In der heutigen Zeit stellen sich viele junge Menschen die Frage, ob ihre Berufswahl wirklich der richtigen Entscheidung entspricht. Oft beginnt der Bildungsweg vielversprechend allerdings dann zeigen sich die ersten Zweifel. Ein Beispiel aus dem Erfahrungsbericht eines Azubis verdeutlicht dies eindringlich – ein scheinbar gesicherter Pfad in der Lagerlogistik führt in eine unerfüllte Zukunft. Der Auszubildende hat einen Realschulabschluss. Zudem konnte er mit einem soliden Notendurchschnitt punkten. Dennoch reichen diese Merkmale nicht aus um bei ihm Begeisterung zu wecken.
Bereits zu Beginn der Ausbildung zeigt sich eine hohe Unzufriedenheit. Der Wunsch nach einem kreativen Beruf ist tief verankert. Ein Bürojob am PC und die Interaktion mit Menschen – das sind die wahren Interessen des jungen Menschen. Von der Realität seiner Ausbildung gibt es keine Spur die diese Wünsche abdeckt. Eine wichtige Frage ist nun: Gibt es Auswege um endlich aus dieser unbefriedigenden Situation auszubrechen?

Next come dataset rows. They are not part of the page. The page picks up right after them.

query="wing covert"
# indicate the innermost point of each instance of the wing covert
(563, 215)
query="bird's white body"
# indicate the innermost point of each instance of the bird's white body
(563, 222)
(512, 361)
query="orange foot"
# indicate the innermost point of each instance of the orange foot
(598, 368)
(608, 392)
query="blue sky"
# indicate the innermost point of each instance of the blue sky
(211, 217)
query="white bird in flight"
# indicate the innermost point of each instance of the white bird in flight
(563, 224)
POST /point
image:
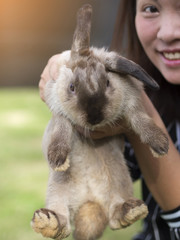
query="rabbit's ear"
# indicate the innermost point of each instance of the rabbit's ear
(123, 65)
(81, 39)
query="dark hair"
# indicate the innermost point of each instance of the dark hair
(126, 42)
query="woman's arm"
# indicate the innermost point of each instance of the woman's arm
(162, 175)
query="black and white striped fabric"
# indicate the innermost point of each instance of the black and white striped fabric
(158, 225)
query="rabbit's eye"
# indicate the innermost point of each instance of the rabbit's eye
(71, 87)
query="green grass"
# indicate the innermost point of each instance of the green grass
(23, 170)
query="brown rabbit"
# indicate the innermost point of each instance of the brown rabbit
(89, 182)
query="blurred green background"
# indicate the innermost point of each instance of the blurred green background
(23, 170)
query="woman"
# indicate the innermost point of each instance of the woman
(152, 28)
(153, 36)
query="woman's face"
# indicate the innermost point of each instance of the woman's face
(158, 28)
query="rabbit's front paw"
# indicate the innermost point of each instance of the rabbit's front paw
(49, 224)
(127, 213)
(159, 145)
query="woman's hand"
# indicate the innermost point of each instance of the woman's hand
(50, 72)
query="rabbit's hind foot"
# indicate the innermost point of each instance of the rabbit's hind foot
(127, 213)
(49, 224)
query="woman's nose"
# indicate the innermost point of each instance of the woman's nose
(169, 29)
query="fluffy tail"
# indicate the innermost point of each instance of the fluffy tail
(90, 222)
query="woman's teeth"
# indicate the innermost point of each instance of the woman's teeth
(172, 56)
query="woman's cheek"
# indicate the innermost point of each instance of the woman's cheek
(145, 31)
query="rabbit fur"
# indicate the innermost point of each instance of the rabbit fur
(89, 182)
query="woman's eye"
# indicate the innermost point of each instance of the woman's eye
(151, 9)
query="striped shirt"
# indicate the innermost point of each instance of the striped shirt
(158, 225)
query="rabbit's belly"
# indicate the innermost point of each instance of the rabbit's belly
(102, 172)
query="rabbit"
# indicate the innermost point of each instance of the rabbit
(89, 183)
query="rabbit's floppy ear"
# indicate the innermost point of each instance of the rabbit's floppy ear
(81, 38)
(123, 65)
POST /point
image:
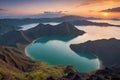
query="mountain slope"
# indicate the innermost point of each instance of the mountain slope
(12, 59)
(63, 29)
(108, 51)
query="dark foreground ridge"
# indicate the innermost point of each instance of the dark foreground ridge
(108, 51)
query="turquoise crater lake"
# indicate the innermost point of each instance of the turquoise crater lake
(56, 50)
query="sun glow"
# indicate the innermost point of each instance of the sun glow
(105, 14)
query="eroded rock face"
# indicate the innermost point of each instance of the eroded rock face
(108, 51)
(13, 59)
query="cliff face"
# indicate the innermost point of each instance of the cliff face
(108, 51)
(13, 59)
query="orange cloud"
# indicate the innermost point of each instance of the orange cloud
(92, 2)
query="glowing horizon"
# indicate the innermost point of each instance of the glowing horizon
(88, 8)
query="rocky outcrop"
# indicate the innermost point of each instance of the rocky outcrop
(108, 51)
(13, 59)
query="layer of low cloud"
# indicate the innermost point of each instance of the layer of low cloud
(117, 9)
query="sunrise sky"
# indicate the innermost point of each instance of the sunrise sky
(93, 8)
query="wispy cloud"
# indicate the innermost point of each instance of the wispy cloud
(92, 2)
(117, 9)
(2, 9)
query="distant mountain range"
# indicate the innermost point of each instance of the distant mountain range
(64, 29)
(75, 20)
(4, 28)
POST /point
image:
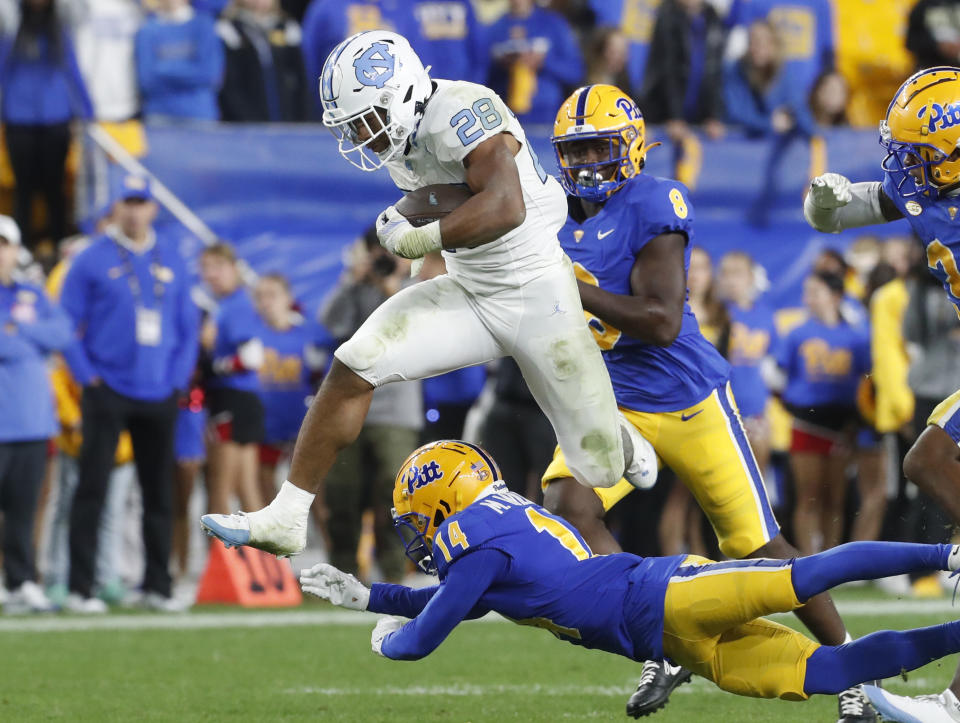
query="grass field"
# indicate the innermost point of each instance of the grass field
(315, 664)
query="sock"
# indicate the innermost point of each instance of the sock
(292, 501)
(834, 668)
(864, 561)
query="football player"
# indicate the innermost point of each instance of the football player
(495, 550)
(921, 183)
(629, 235)
(510, 290)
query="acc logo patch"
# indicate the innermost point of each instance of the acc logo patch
(376, 66)
(423, 475)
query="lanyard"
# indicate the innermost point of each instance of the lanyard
(126, 258)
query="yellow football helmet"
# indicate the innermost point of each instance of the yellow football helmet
(922, 132)
(438, 480)
(599, 113)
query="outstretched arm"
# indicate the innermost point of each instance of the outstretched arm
(833, 204)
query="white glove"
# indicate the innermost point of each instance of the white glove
(829, 191)
(399, 237)
(328, 583)
(382, 629)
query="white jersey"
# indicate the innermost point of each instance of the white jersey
(458, 117)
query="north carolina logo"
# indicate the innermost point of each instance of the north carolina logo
(376, 66)
(418, 477)
(940, 117)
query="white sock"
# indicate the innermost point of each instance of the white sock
(292, 501)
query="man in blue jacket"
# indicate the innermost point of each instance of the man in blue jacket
(129, 295)
(30, 328)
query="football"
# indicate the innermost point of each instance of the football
(430, 203)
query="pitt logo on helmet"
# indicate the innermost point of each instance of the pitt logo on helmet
(921, 133)
(437, 481)
(599, 138)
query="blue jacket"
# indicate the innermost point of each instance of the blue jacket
(30, 328)
(753, 111)
(562, 67)
(98, 295)
(39, 90)
(180, 67)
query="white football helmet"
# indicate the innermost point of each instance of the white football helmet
(372, 70)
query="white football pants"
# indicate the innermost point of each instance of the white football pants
(436, 326)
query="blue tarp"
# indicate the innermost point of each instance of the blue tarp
(290, 203)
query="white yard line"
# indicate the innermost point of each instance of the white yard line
(291, 618)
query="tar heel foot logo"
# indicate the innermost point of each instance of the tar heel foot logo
(376, 66)
(423, 475)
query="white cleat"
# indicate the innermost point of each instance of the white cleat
(258, 529)
(641, 470)
(922, 709)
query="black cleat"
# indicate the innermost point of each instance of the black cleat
(853, 707)
(657, 682)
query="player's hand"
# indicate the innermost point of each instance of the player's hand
(383, 628)
(328, 583)
(399, 237)
(831, 190)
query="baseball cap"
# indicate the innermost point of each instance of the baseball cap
(9, 230)
(133, 185)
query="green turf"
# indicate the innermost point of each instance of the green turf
(484, 672)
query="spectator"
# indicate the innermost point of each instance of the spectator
(179, 63)
(759, 95)
(128, 293)
(933, 33)
(450, 40)
(392, 427)
(105, 32)
(804, 30)
(535, 60)
(291, 360)
(30, 328)
(828, 100)
(635, 18)
(327, 22)
(236, 412)
(752, 336)
(108, 582)
(516, 432)
(607, 59)
(43, 93)
(264, 78)
(820, 365)
(685, 84)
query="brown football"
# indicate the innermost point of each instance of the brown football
(427, 204)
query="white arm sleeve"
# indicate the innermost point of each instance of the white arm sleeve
(862, 210)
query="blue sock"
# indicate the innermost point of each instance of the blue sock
(864, 561)
(833, 668)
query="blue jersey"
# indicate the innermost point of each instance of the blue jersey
(752, 332)
(538, 571)
(934, 222)
(646, 378)
(824, 364)
(285, 379)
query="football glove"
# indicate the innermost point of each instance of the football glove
(399, 237)
(383, 628)
(328, 583)
(831, 190)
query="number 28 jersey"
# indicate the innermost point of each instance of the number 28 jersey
(458, 117)
(603, 248)
(935, 222)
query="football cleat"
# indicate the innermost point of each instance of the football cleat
(641, 459)
(904, 709)
(853, 707)
(657, 681)
(258, 529)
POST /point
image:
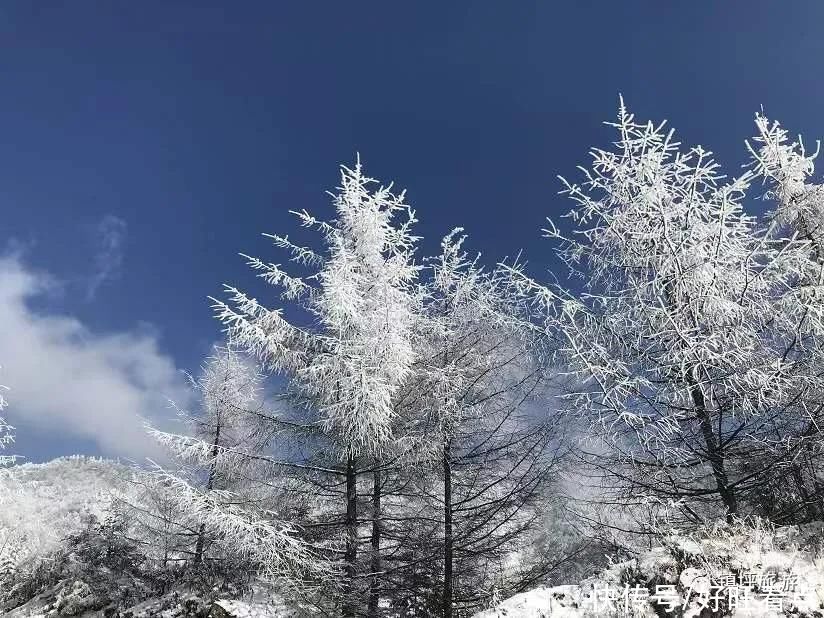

Die gute Nachricht – es gibt verschiedene Möglichkeiten die Ausbildung vorzeitig zu beenden. Verläuft sie noch in der Probezeit kann dies unkompliziert geschehen. Der Beruf muss dann nicht gewechselt werden. Bevor man diesen Schritt wagt ´ ist es ratsam ` den Ausbildungsplan genauer zu studieren. Hierbei können Informationen über bevorstehende Themenbereiche ebenso wie den Einsatz von PC und Büroanwendungen eruiert werden. In den letzten Jahren hat sich die Logistikbranche jedoch stark in Richtung IT-gestützter Prozesse gewandelt. Darin liegt das Potenzial – dass der Betrieb diese Inhalte möglicherweise zu einem späteren Zeitpunkt beleuchtet.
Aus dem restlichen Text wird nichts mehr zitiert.